The term “the glass cliff” refers to the precariousness
and risk of failure which women, who take over positions of leadership experience. Contrary to their male counterparts, women are likely to be appointed to positions where they have to deal with difficult situations. This could either be a company or department facing a crisis or the lack of resources and support needed for success. Prof. Michelle Ryan summed up the recent research on this topic. She started with a provocative finding which showed that there is a negative correlation between women in top management and performance of the company. Does that mean the more women on the board of managers the lower the performance of the organization? Prof. Ryan explained this correlation with some of her own research. In her studies she showed that companies often hire women in hard and troubling times, where there is a great chance of failure as a leader. She confirmed this with an experimental study in which participants had to select either a man or a woman with identical CVs for a vacant leading position – in an organization where things are going well and in a company facing a crisis. In the first situation, the participants chose the male candidate, in the second company they went for the female leader. According to Prof. Ryan this is the evidence that “the glass cliff” exists.
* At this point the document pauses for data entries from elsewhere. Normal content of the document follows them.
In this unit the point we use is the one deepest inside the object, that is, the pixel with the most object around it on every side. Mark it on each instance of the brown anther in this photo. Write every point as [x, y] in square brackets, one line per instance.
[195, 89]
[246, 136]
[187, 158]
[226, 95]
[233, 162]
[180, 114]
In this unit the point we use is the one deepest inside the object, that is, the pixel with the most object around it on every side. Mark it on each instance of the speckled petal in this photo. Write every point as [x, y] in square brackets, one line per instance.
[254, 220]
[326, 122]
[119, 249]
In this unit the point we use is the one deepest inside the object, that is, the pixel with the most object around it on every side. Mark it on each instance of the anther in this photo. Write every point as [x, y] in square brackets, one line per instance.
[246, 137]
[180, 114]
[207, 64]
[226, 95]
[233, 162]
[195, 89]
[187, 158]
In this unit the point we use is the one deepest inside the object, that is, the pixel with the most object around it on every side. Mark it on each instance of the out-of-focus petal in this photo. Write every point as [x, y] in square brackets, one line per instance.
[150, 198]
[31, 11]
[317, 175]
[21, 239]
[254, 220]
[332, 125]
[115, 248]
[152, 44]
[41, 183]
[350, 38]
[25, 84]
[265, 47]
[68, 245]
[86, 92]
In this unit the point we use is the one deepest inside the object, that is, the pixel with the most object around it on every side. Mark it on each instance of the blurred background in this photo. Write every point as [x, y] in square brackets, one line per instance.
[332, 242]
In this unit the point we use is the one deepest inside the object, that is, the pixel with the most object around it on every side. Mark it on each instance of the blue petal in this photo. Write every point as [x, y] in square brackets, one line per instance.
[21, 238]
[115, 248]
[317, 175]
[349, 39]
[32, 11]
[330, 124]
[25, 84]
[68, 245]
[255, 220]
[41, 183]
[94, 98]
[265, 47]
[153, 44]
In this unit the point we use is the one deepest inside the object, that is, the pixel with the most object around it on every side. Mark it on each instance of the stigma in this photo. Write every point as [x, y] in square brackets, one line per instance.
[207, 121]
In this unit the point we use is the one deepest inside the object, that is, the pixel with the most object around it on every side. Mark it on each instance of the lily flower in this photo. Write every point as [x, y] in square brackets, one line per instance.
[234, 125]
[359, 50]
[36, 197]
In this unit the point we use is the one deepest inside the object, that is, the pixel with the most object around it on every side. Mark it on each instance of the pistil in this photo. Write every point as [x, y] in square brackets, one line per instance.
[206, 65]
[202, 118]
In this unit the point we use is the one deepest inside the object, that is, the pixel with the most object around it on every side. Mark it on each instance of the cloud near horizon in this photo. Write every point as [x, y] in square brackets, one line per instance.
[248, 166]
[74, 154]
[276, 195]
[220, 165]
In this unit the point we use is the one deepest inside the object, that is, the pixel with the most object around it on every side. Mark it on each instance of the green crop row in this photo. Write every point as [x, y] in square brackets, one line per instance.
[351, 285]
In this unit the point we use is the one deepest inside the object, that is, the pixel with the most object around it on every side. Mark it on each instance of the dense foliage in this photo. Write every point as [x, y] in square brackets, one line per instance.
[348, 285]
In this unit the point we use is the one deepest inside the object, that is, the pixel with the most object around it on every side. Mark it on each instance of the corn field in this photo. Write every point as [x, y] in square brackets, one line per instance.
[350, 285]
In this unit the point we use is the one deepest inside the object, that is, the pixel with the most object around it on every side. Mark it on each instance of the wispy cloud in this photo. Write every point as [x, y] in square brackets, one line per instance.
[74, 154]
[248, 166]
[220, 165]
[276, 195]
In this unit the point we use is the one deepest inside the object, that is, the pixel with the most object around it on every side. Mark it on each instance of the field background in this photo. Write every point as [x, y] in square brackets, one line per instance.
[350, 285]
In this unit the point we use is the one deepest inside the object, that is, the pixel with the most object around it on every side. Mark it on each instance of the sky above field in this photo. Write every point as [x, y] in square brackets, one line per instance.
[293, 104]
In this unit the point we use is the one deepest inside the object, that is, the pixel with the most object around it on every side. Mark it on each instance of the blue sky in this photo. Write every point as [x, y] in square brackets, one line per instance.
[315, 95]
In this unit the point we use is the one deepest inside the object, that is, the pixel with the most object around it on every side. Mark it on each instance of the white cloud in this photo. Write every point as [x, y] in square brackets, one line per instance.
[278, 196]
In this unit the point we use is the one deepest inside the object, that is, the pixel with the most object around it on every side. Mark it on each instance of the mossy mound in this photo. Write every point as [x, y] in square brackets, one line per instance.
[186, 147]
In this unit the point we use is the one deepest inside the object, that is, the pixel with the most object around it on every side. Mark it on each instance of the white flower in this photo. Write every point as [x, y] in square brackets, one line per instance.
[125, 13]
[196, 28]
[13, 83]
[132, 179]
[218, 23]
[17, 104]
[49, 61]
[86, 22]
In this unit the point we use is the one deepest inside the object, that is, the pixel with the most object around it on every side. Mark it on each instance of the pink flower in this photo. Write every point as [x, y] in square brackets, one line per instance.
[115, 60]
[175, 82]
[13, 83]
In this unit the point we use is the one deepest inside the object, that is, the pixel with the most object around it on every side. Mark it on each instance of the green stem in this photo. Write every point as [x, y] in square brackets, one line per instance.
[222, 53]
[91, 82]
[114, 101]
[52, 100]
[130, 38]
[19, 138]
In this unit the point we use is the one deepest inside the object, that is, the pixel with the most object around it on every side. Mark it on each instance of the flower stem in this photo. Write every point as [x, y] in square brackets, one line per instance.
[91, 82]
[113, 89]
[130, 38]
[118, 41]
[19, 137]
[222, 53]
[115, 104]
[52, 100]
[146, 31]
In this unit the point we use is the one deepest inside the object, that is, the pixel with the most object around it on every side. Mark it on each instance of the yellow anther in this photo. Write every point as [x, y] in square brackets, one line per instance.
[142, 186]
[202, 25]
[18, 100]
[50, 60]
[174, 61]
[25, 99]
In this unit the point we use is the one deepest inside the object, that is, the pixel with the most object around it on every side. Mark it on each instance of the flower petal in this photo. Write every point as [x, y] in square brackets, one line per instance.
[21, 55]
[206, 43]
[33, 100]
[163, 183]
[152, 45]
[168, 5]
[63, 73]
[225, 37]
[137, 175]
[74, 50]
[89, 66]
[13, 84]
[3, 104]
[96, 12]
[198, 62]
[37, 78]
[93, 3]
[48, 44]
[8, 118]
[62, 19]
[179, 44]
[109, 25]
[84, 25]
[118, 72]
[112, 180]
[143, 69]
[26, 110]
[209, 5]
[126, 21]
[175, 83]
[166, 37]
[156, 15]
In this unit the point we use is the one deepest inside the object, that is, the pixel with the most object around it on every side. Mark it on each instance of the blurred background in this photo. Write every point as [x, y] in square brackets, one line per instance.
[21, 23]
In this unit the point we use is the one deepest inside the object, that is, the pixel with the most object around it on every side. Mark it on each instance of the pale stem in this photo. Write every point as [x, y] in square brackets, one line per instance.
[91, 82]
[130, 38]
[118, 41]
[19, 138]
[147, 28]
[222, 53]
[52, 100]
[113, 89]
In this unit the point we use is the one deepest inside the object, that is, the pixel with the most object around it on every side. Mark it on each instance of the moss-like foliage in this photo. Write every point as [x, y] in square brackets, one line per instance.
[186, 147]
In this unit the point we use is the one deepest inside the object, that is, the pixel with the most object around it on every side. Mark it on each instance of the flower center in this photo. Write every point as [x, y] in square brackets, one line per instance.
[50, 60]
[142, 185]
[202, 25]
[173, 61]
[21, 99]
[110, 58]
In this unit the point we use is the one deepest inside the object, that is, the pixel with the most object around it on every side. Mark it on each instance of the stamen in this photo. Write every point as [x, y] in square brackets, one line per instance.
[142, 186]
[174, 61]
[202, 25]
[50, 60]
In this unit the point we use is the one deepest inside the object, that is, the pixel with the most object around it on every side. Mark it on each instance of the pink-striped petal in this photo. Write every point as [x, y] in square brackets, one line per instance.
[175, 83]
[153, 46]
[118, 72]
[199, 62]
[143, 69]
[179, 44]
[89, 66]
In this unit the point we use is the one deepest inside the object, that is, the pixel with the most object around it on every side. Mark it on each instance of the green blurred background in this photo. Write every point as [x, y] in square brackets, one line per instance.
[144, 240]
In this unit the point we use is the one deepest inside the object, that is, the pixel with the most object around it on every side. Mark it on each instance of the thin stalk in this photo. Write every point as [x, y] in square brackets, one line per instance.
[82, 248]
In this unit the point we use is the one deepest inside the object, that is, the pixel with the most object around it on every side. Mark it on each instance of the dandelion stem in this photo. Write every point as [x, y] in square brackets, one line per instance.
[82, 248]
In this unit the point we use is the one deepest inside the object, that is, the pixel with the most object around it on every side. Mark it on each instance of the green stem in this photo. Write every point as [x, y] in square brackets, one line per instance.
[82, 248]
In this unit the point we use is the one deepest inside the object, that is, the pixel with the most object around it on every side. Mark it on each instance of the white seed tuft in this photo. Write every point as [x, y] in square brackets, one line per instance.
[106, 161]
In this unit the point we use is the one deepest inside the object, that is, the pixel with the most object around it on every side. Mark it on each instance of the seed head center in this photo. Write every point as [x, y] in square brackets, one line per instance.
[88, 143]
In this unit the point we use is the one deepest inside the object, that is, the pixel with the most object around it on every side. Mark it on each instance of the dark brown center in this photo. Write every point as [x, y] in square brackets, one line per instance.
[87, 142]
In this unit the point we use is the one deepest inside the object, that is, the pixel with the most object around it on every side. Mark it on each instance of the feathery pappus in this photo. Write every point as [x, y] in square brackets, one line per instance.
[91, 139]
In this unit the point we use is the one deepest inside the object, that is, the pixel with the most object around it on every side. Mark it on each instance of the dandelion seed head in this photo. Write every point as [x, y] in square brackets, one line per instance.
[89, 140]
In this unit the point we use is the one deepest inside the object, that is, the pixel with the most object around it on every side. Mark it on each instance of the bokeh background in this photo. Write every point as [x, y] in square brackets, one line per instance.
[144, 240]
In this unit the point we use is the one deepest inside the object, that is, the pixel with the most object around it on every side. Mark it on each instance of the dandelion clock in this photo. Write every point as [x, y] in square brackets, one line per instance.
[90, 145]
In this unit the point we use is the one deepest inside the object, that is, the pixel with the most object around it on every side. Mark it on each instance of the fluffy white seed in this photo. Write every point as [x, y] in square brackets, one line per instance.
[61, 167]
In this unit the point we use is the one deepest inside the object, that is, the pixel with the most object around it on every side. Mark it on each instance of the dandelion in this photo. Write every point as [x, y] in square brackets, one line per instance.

“A woman is like a tea bag - you can't tell how strong she is until you put her in hot water.” With this quotation from Eleanor Roosevelt explained Prof. Michelle Ryan why there is a relationship between the appointments of female leaders and critical situations in the company. In another experiment, Prof. Ryan found out that in successful organizations the desired leadership traits are stereotypical male characteristics – confirming the “think manager, think male!”-prejudice. But in companies having a difficult time, participants opted for the stereotypical female traits when they had to decide what attributes are required from a good manager. This can be summed up by “think crisis, think female”.
As a résumé, Prof. Michelle Ryan emphasized that male and female leaders are facing different leader positions. But which practical implications do these findings have? What can women do? Prof. Ryan stressed that women should not avoid leadership positions. Women, having a position at a “glass cliff”, should make others aware of the quality and challenges of their jobs and claim the time and support needed to master the challenge.